París era un curioso lugar en tiempos de guerra. Durante los últimos tres meses de 1914, en los que tanta gente había huido y hasta el Gobierno se había trasladado de manera provisional a Burdeos, había pensado que París tal vez se iba a convertir en una ciudad fantasma, pero una vez que ambos ejércitos se hubieron enzarzado en una guerra de trincheras, el Gobierno y la mayoría de los habitantes regresaron, y la vida parisina había reanudado su curso, aunque de forma un poco más moderada. Pese a que la comida solía escasear, las provisiones seguían afluyendo a Les Halles y a los mercados callejeros. Los bares y restaurantes todavía abrían, y también seguían en activo los espectáculos nocturnos.

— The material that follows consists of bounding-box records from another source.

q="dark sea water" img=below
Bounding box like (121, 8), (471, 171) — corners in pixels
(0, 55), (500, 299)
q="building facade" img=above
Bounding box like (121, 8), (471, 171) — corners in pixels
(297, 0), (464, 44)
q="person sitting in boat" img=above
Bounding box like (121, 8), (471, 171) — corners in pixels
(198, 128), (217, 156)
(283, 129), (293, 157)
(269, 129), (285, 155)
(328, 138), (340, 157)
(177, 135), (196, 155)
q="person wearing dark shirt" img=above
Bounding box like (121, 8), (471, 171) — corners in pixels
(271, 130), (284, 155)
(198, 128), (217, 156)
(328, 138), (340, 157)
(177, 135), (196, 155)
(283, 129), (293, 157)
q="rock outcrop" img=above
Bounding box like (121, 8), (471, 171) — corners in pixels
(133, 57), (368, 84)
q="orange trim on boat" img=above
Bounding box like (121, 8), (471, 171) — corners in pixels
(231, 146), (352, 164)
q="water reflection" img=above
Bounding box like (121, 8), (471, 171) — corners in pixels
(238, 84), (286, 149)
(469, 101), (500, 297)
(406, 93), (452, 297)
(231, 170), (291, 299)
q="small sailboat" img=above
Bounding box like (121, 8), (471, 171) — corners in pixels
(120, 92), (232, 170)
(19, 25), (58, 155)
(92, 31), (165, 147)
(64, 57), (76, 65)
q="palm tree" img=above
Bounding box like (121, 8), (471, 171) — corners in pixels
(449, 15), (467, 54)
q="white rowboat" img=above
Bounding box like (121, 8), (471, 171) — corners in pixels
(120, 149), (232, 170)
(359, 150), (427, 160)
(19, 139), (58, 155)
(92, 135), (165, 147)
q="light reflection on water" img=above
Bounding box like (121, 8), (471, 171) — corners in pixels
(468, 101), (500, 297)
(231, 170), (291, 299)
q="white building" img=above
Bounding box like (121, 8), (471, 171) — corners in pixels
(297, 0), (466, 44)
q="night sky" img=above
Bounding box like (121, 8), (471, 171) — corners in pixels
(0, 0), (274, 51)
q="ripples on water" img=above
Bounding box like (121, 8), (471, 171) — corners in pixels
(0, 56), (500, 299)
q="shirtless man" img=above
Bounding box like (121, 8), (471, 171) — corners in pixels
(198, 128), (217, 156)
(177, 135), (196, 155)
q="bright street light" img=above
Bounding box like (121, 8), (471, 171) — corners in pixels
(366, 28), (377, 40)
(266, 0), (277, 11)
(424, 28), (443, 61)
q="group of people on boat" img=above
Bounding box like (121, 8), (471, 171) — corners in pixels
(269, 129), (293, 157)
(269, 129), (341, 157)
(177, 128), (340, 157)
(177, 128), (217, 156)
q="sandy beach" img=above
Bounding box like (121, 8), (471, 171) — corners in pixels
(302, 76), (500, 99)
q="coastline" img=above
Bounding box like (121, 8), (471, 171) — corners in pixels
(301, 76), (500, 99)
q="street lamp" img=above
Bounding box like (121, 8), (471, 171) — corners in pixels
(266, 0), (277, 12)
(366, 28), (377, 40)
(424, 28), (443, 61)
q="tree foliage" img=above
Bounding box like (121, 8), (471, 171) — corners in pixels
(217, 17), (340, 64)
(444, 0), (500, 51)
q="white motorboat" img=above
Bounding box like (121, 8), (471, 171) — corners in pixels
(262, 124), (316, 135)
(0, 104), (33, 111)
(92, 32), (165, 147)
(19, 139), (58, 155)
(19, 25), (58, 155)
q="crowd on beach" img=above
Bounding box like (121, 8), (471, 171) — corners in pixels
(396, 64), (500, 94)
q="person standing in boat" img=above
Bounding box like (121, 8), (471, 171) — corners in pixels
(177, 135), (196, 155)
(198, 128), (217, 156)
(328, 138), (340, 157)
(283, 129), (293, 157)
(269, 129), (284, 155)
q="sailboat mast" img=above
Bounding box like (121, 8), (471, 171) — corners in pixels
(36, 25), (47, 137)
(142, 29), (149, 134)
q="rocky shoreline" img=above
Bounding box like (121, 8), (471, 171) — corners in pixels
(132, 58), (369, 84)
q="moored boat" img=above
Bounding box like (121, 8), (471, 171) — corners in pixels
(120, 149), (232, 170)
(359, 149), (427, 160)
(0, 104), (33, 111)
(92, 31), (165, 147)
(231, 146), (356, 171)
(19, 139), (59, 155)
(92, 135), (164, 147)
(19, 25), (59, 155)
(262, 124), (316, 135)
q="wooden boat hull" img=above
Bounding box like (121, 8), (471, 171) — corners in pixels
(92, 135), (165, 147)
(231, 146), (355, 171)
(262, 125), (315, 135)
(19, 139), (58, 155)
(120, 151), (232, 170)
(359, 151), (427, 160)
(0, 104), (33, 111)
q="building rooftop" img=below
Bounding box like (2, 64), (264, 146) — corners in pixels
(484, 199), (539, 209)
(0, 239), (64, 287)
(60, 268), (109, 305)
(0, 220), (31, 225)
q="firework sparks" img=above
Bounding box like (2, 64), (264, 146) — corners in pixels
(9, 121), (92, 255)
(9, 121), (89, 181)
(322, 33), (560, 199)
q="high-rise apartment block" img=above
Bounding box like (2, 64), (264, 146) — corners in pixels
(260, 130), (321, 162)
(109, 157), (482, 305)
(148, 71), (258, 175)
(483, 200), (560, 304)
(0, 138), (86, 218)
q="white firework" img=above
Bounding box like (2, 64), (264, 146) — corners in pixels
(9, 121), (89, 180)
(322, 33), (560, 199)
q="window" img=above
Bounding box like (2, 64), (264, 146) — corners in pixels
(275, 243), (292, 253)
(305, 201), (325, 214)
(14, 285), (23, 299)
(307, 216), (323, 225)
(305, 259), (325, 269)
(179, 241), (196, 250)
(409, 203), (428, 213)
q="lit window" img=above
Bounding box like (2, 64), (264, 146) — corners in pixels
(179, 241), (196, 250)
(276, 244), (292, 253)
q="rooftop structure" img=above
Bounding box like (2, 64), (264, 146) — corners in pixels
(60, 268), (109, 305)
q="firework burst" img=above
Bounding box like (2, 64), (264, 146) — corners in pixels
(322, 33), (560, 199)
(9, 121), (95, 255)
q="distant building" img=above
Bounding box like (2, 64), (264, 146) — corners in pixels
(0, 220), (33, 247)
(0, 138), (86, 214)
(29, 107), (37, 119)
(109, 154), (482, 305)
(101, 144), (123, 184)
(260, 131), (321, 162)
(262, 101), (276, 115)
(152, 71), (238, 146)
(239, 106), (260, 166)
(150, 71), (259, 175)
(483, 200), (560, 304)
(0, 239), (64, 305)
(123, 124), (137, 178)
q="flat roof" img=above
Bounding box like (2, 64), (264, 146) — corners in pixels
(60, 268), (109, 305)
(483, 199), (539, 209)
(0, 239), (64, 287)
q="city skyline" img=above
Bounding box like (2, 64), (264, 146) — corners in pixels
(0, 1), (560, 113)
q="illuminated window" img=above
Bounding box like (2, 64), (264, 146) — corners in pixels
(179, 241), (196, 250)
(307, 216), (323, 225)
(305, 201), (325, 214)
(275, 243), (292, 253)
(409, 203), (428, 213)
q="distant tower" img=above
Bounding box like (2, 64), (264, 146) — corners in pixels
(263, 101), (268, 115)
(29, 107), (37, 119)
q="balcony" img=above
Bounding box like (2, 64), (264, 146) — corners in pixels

París cumplía entonces tres funciones principales. En primer lugar, dirigía la guerra, desde los cuarteles generales de Los Inválidos. Era asimismo el sitio adonde llevaban al gran número de heridos. Todos los grandes hospitales de la ciudad estaban llenos. Los ayudaba en su labor el hospital Americano de Neully, donde los voluntarios estadounidenses habían ocupado también el instituto local, donde se ofrecían camas para los soldados franceses. Y París era, por supuesto, el lugar donde hallaban reposo y entretenimiento las tropas cuando estaban de permiso.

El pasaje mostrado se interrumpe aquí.